Washington

The best way to understand complex biological systems may well be through integrating different scientific disciplines. But a panel of high-profile scientists agreed last week that the task of achieving this goal is itself inherently complex.

The panel discussion, held in Washington last week, deliberated the concept of interdisciplinary approaches to complex systems. The session came at the end of a three-day meeting on ‘Biology: Challenges for the New Millennium’, co-sponsored by the American Institute of Biological Sciences and the Smithsonian Institution.

Problems that would benefit from a complex-systems approach include understanding how elements in an ecosystem contribute to environmental change, and how proteins interact to produce particular end results.

“Do you start teaching synthesis in high school and at the undergraduate level?” asked Marvalee Wake, Chancellor's Professor of Integrative Biology at the University of California, Berkeley. “Is that the goal?”

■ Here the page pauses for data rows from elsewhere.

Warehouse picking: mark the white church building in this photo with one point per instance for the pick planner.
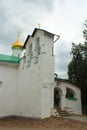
(27, 85)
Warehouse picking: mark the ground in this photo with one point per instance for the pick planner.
(52, 122)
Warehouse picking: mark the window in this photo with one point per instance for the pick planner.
(70, 94)
(30, 52)
(38, 46)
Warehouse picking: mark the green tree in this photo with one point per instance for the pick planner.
(77, 68)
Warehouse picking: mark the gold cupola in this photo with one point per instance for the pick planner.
(17, 44)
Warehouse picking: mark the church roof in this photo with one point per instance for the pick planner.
(35, 30)
(17, 43)
(7, 58)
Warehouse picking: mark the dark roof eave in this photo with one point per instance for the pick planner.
(33, 35)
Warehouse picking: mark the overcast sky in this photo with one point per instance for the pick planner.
(62, 17)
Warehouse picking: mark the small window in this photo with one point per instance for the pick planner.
(38, 46)
(30, 52)
(70, 94)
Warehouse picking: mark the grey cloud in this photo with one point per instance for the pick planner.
(40, 3)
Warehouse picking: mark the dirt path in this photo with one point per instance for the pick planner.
(52, 122)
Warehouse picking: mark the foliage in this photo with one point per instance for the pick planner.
(77, 69)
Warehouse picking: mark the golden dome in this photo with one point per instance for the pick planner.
(17, 43)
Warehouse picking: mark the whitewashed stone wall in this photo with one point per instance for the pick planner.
(70, 105)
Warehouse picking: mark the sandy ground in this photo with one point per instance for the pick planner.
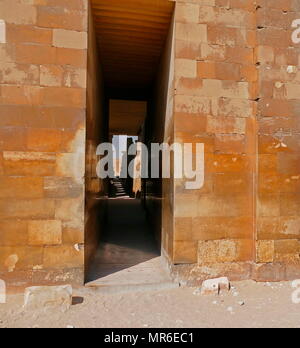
(265, 305)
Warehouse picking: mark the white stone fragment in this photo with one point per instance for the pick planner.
(214, 286)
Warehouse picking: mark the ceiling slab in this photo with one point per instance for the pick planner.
(131, 35)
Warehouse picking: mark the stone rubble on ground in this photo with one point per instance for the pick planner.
(214, 286)
(44, 297)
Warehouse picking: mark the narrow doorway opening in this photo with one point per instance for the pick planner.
(132, 64)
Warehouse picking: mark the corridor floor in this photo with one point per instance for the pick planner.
(128, 255)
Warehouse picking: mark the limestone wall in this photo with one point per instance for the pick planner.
(42, 140)
(237, 92)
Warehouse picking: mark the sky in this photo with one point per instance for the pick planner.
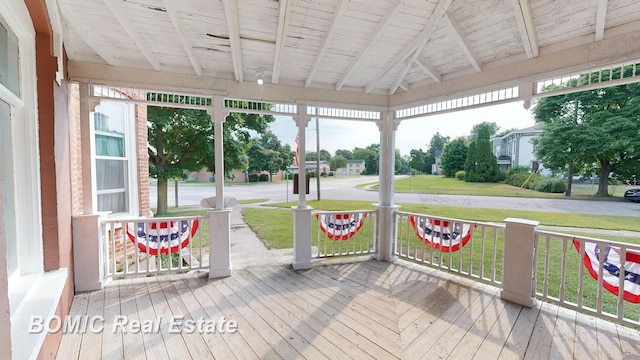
(411, 134)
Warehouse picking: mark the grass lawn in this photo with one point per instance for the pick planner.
(436, 184)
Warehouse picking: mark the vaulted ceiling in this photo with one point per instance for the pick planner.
(402, 49)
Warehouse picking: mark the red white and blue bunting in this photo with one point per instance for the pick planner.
(162, 237)
(341, 226)
(611, 268)
(438, 234)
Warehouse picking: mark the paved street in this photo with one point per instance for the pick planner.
(345, 188)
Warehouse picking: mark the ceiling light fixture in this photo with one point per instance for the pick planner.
(259, 74)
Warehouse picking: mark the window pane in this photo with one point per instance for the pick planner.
(9, 59)
(110, 174)
(7, 192)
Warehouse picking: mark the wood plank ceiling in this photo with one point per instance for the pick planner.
(367, 46)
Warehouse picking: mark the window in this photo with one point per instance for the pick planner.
(114, 131)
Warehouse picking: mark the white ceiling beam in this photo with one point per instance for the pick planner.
(459, 36)
(369, 43)
(600, 19)
(231, 16)
(283, 20)
(436, 76)
(526, 28)
(88, 37)
(124, 21)
(325, 43)
(177, 25)
(418, 42)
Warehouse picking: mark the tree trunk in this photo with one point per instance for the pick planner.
(162, 197)
(603, 181)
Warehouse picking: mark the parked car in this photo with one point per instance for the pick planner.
(632, 195)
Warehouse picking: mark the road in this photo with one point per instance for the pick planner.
(345, 189)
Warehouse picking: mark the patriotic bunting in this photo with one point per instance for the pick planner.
(162, 237)
(438, 235)
(341, 226)
(611, 268)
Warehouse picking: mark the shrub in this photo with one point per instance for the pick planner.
(551, 185)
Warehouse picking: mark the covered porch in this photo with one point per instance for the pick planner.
(342, 308)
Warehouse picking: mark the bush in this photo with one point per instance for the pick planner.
(551, 185)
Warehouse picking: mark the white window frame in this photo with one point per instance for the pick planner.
(130, 158)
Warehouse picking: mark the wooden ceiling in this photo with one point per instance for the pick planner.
(406, 50)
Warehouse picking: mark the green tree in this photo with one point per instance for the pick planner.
(268, 154)
(481, 165)
(181, 140)
(454, 156)
(595, 130)
(437, 143)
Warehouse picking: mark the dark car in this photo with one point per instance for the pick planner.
(632, 195)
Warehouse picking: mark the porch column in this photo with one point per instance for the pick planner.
(302, 212)
(87, 147)
(219, 218)
(386, 226)
(517, 281)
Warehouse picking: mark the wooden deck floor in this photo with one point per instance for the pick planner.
(346, 309)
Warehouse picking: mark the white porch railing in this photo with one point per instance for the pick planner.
(470, 249)
(135, 247)
(344, 233)
(566, 268)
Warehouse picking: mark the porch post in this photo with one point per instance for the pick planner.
(302, 212)
(219, 218)
(386, 226)
(517, 281)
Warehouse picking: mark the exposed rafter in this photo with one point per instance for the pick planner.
(437, 77)
(369, 43)
(124, 21)
(325, 43)
(283, 19)
(231, 15)
(600, 19)
(524, 20)
(456, 32)
(418, 42)
(88, 37)
(175, 20)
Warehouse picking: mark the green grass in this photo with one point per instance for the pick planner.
(431, 184)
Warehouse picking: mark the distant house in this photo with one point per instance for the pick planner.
(435, 167)
(353, 167)
(516, 149)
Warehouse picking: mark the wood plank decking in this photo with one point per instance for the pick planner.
(341, 309)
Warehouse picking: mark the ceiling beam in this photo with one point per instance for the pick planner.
(231, 16)
(436, 76)
(418, 42)
(369, 43)
(600, 19)
(459, 36)
(177, 25)
(526, 27)
(325, 43)
(141, 43)
(89, 37)
(283, 20)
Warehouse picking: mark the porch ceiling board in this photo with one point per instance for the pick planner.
(353, 46)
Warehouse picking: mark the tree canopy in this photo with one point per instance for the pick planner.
(181, 140)
(596, 131)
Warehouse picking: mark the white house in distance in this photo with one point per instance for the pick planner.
(354, 167)
(516, 148)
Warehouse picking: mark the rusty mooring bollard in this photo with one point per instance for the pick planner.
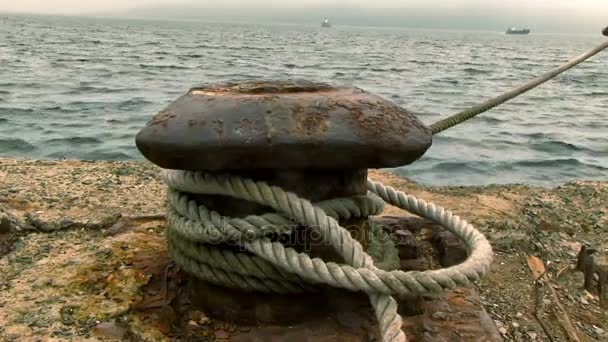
(308, 138)
(269, 202)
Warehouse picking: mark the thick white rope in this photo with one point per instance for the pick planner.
(264, 265)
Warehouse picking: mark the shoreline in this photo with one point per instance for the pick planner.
(70, 267)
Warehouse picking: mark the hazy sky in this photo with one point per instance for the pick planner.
(548, 14)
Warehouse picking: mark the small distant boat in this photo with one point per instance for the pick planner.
(513, 30)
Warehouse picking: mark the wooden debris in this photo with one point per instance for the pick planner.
(539, 271)
(592, 264)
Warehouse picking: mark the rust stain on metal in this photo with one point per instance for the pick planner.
(263, 88)
(161, 118)
(310, 123)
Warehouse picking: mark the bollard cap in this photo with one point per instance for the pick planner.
(280, 125)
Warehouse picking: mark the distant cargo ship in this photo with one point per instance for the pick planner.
(513, 30)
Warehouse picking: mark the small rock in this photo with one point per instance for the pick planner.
(221, 334)
(439, 316)
(110, 330)
(599, 331)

Wilson: begin by understanding one component. Credit: AP

No, said Edward Wilson, honorary curator in entomology of Harvard University's Museum of Comparative Zoology and Pulitzer Prize-winning co-author of The Ants (Harvard, 1990). He advised starting with an understanding of a single component of a system — whether one insect in an ecosystem or one protein in a signal transduction pathway. “When you know enough about basic biology, then you are ready to attack complex systems,” said Wilson.

“You have to be really good at something, and then know a little about a lot,” echoed Daniel Janzen, professor of biology at the University of Pennsylvania.

Not everyone agreed. Richard Norgaard, president of the International Society for Ecological Economics, which encourages an integrative approach to ecology, argued that complex systems biology and ecology should be emphasized throughout education, not embraced “after your hair turns grey”.

Gordon Orians, professor emeritus at the University of Washington, said that, if integration meant literacy in everything, science was setting itself up for “massive failure”. Instead, he proposed that biologists should agree on the smallest set of shared knowledge necessary for ‘bioliteracy’, then be free to develop specialized expertise.

Gene Likens, professor of ecology at Yale and Rutgers, was pessimistic. Scientists would have to embrace complexity and do a better job of communicating with experts from other subdisciplines. “I don't even see us trying,” he said.